To the national economic system, correspond an even more serious deficit in the field of school and training with widespread poverty and fragility of technical capacity, knowledge and basic competences within a highly polarized territorial situation especially for gender variable.
In the language of narrative economy, we can say that this issues is related to deficit of human capital and capabilities as mentioned by Amartya Sen  – which are dangerously low compared with the others European countries, and that this capital requires dynamic increased care in order to avoid the risk of its obsolescence. Take the perspective of somebody that requires, in fact, not as many competences structured in a rigid and functionalist sense, but recovering Sen, a dynamic process of capability: “a person’s capability” refers to the alternative combinations of functioning that are feasible for him/her to achieve. Capability is thus a kind of freedom; the substantive freedom to achieve alternative functioning combinations (or, less formally put, the freedom to achieve various lifestyle)” (Sen, 2000, p. 75).

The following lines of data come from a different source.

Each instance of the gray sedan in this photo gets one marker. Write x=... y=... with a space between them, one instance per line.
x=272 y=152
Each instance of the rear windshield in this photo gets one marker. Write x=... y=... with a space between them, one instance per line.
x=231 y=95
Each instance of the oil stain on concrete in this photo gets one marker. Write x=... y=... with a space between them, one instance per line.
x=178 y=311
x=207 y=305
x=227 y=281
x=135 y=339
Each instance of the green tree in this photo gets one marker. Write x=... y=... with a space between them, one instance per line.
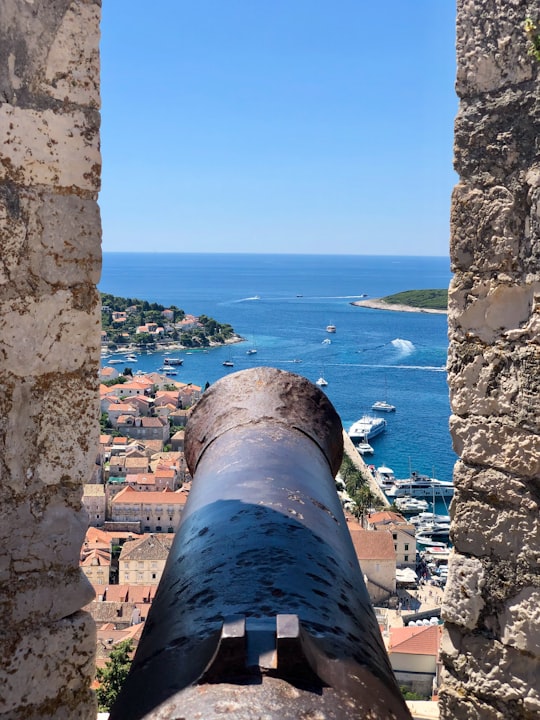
x=113 y=675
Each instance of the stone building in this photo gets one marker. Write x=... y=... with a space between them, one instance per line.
x=50 y=323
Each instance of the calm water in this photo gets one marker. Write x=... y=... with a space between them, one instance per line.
x=282 y=304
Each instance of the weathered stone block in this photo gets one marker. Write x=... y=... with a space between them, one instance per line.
x=44 y=666
x=495 y=488
x=491 y=46
x=489 y=231
x=486 y=309
x=482 y=529
x=55 y=334
x=50 y=148
x=463 y=600
x=503 y=447
x=72 y=63
x=498 y=381
x=492 y=672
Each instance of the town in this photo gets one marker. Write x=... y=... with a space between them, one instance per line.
x=135 y=501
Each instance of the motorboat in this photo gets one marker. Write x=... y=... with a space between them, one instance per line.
x=364 y=448
x=383 y=406
x=421 y=486
x=426 y=517
x=173 y=361
x=367 y=427
x=412 y=505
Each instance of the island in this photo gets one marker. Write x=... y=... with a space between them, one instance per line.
x=428 y=301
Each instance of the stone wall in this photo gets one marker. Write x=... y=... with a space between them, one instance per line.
x=491 y=644
x=49 y=356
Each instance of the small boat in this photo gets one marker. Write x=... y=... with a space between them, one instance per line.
x=383 y=406
x=385 y=477
x=410 y=504
x=421 y=486
x=366 y=428
x=364 y=448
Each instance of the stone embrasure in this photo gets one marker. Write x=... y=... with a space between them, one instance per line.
x=491 y=645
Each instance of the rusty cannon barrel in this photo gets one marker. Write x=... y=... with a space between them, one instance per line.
x=262 y=611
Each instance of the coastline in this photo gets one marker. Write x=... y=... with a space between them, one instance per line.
x=378 y=304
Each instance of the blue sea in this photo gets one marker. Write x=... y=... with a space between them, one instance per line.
x=281 y=305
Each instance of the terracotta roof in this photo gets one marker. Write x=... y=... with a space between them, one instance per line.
x=93 y=490
x=96 y=557
x=95 y=535
x=117 y=593
x=373 y=544
x=151 y=547
x=415 y=640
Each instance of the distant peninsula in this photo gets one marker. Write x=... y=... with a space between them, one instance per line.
x=428 y=301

According to the philosopher Marta Nussbaum (2011), “the capability approach” is an approach to a comparative evaluation of the quality of life, from which springs the theorization of a new social justice. Different sets of motivations allow this theoretical scheme to represent the sustainability and quality of development processes:
- the individual well-being is not considered neither a skill nor a static condition: it is a process in which it is crucial the availability of resources to which access is permitted;
- the equality consideration has been extended: it is an opportunity that resides in the space of life of individuals and societies;
- the relationship with a complex vision of development exceeds the economistic size for basing on dimensions related to anthropological values (like feeling good, the development of potential, justice, and equality).
Another element that affects the quality of human capital, reducing the chances of access to the labour market, is the growing gap between the competences required by companies and those acquired by workers (skills mismatch), particularly by young workers. This phenomenon is due to several factors such as, for example, the mismatch between of fashioned training and new technologies, and frequent situations of over and under-qualification.

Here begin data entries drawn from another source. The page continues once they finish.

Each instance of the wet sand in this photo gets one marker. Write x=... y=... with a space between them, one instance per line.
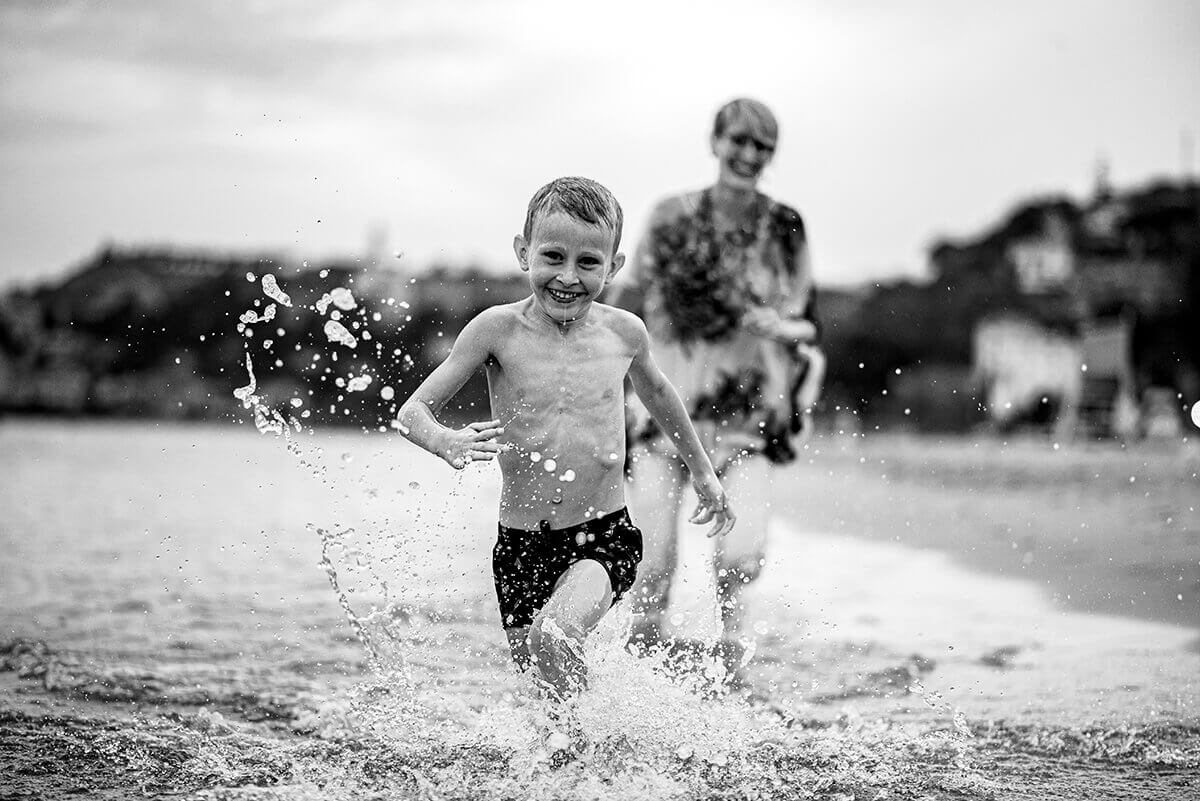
x=167 y=628
x=1102 y=527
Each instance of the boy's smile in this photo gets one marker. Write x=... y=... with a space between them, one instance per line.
x=569 y=263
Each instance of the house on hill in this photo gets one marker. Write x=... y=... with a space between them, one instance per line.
x=1097 y=309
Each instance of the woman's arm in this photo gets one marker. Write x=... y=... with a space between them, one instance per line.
x=667 y=410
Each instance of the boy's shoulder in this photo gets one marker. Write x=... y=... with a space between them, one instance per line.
x=495 y=319
x=621 y=321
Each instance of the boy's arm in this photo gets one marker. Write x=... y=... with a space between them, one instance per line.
x=418 y=421
x=667 y=410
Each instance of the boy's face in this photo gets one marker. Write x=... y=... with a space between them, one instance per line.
x=569 y=263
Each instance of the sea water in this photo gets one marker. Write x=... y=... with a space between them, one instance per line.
x=220 y=614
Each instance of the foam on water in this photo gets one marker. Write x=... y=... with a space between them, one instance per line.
x=829 y=704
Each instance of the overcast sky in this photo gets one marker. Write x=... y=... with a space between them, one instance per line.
x=299 y=127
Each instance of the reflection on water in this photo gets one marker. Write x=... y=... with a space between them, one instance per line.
x=179 y=636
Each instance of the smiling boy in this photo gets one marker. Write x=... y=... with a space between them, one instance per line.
x=556 y=367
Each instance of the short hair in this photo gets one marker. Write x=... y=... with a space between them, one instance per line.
x=743 y=109
x=582 y=198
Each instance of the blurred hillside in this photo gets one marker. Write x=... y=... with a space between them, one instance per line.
x=1000 y=335
x=156 y=333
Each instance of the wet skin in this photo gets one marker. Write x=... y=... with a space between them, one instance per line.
x=556 y=366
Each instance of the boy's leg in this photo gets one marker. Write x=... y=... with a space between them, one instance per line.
x=739 y=554
x=519 y=645
x=654 y=498
x=582 y=595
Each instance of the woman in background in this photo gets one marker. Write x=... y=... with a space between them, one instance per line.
x=721 y=279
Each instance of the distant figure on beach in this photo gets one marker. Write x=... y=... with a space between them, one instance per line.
x=721 y=279
x=556 y=365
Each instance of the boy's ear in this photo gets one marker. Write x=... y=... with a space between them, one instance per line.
x=521 y=247
x=618 y=262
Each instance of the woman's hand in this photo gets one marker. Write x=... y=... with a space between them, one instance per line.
x=766 y=321
x=713 y=506
x=763 y=321
x=474 y=443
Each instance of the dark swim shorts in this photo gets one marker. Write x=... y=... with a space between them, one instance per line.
x=528 y=564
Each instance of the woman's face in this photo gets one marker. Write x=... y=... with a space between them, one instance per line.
x=742 y=154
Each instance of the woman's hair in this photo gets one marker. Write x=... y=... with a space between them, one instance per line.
x=582 y=198
x=755 y=114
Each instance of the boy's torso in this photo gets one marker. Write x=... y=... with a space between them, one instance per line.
x=559 y=396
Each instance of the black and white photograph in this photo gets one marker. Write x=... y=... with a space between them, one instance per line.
x=631 y=401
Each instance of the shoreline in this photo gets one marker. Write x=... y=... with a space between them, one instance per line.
x=1067 y=519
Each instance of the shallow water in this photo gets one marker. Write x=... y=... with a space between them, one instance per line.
x=167 y=627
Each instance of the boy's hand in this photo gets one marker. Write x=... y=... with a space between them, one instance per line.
x=713 y=506
x=474 y=443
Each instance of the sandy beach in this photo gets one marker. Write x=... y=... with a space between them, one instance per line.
x=958 y=619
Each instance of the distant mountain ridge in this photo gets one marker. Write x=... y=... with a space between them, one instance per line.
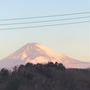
x=36 y=53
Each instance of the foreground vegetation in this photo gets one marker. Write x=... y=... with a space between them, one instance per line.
x=44 y=77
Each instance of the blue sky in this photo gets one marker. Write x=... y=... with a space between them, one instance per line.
x=71 y=40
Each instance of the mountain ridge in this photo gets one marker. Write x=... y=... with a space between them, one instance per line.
x=36 y=53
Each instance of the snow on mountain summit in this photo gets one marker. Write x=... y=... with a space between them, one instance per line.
x=36 y=53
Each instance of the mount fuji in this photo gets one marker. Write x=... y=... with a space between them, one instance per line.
x=36 y=53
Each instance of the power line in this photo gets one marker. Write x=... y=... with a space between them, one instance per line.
x=45 y=16
x=46 y=21
x=43 y=25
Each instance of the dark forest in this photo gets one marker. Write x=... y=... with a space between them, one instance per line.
x=44 y=77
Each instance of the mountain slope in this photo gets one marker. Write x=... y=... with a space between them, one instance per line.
x=36 y=53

This means at individual level:
- the risk of to work in an environment which is incongruous to the competences possessed;
- a major risk of long-term unemployment (as happens to over qualified workers
In both cases, we face a vicious circle of knowledge decline and consequent social exclusion.

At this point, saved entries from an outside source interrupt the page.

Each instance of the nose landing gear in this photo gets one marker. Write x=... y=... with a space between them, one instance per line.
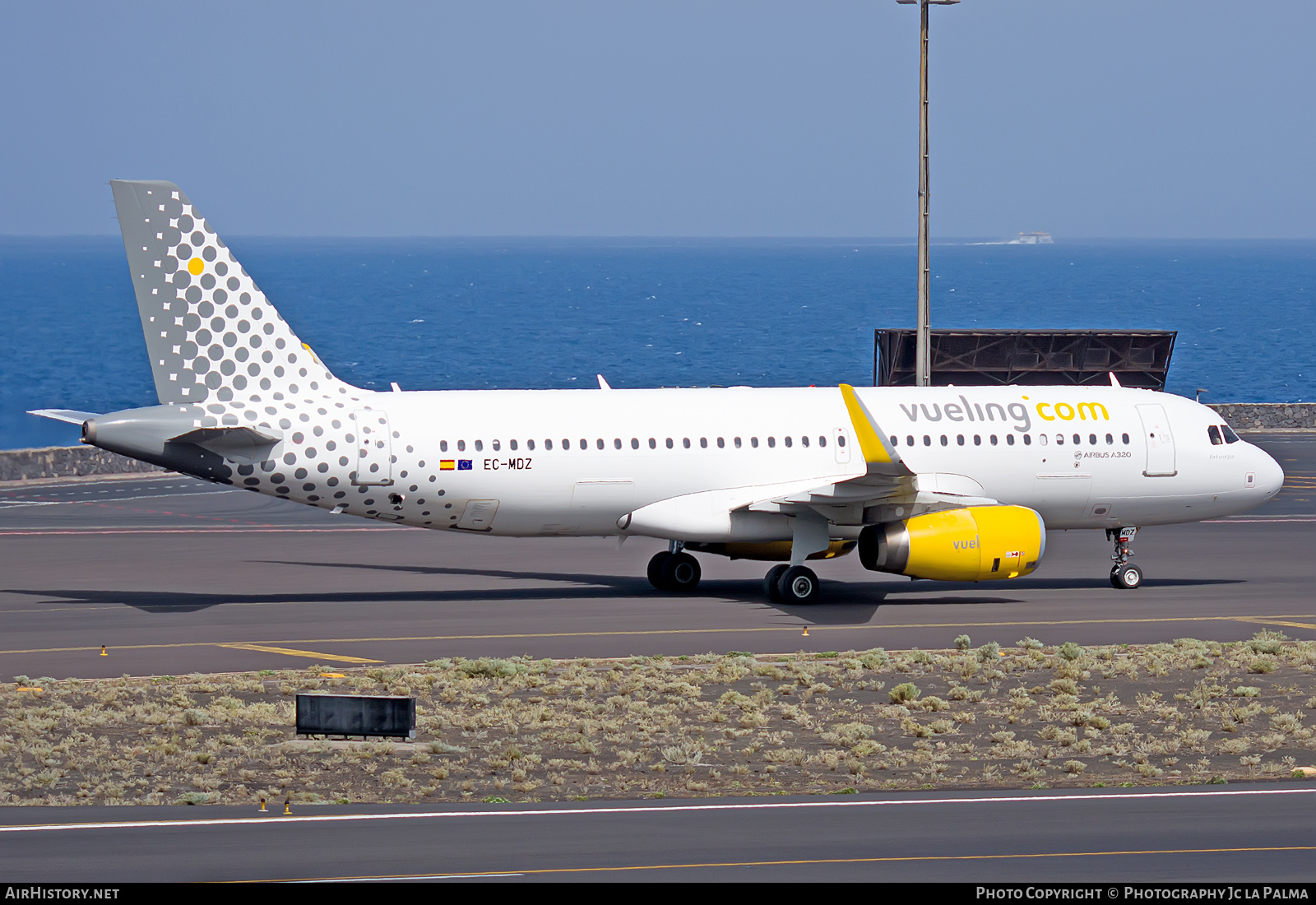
x=1124 y=573
x=674 y=570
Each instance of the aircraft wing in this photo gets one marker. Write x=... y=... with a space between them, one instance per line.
x=69 y=416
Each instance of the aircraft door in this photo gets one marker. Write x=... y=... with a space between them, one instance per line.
x=1160 y=441
x=374 y=449
x=841 y=443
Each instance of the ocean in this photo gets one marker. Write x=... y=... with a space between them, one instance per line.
x=553 y=313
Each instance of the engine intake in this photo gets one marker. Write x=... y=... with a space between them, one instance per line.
x=974 y=544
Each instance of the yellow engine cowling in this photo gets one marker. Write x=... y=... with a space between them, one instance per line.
x=974 y=544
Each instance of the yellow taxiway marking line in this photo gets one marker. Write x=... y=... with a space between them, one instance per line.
x=313 y=656
x=885 y=859
x=1261 y=620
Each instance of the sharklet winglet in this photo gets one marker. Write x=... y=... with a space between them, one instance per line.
x=873 y=445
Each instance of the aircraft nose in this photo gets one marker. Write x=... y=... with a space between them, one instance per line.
x=1270 y=476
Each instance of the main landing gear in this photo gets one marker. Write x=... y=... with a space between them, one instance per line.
x=674 y=570
x=1124 y=573
x=791 y=584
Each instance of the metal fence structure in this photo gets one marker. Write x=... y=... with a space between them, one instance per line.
x=991 y=358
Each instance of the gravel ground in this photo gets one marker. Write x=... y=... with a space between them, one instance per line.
x=734 y=724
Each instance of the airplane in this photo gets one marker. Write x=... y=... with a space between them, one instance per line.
x=943 y=483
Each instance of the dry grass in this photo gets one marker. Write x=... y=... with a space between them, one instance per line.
x=520 y=729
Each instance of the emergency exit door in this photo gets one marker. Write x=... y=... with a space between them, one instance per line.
x=374 y=449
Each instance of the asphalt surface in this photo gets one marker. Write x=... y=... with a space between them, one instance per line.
x=174 y=575
x=1105 y=837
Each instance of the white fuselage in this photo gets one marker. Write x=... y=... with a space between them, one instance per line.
x=574 y=462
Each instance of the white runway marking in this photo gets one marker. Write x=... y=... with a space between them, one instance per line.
x=271 y=819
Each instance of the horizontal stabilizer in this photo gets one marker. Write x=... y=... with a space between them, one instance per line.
x=236 y=443
x=70 y=416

There is a need to enhance human capital, especially among young people and to address the issue of growth in all its complexity. It makes it necessary to reaffirm the central role of education and training, as several EU documents underline (Europe 2020 Strategy recalling the objectives of the 2000 Lisbon Strategy). Education and training have to create conditions for a sustainable inclusive growth, to foster innovation, knowledge based approaches. One of the five identified objectives concerns, in fact, the need to raise the level of education and training of young people by reducing rates of early dropped out of school below 10% (early dropped out school) and increasing to 40% the 30-34years old peoples with a university education (tertiary education).
Within the 2020 Strategy, we have to mention the initiative Youth on the Move (launched in 2010) that aimed at enhancing the potential of young people by providing them education and training of quality, effective integration in the labour market and greater transnational mobility. This initiative reaffirms the validity of an approach based on active inclusion through the activation of the subject. Young people have to improve constantly their competences and maintain their level of employability and this view should become the core work strategy for social and professional inclusion.
Also the recommendation of the Council of the European Union of 22 April 2013 is very important; it promotes the “Youth Guarantee” to provide young people, under 25, education and work opportunities, a further education, an apprenticeship or internship training or other measure of training within four months after becoming unemployed or from the exit of formal education system. An initiative that, to encourage the authentic activation of different beneficiaries, needs services and highly qualified professionals able to integrate and to create dialogue training culture, knowledge of labour market world and personalization/individualization of actions that put the individual and his personal and professional biography in the centre.
Consequently, it becomes clear that in order to address the profound changes occurring in the labour market, as well as in the conception of learning and training, developing new competences, is a crucial factor to face competition, to open the labour market to young people, to implement competences acquired in previous workplaces or training institutions and promote the necessary flexibility.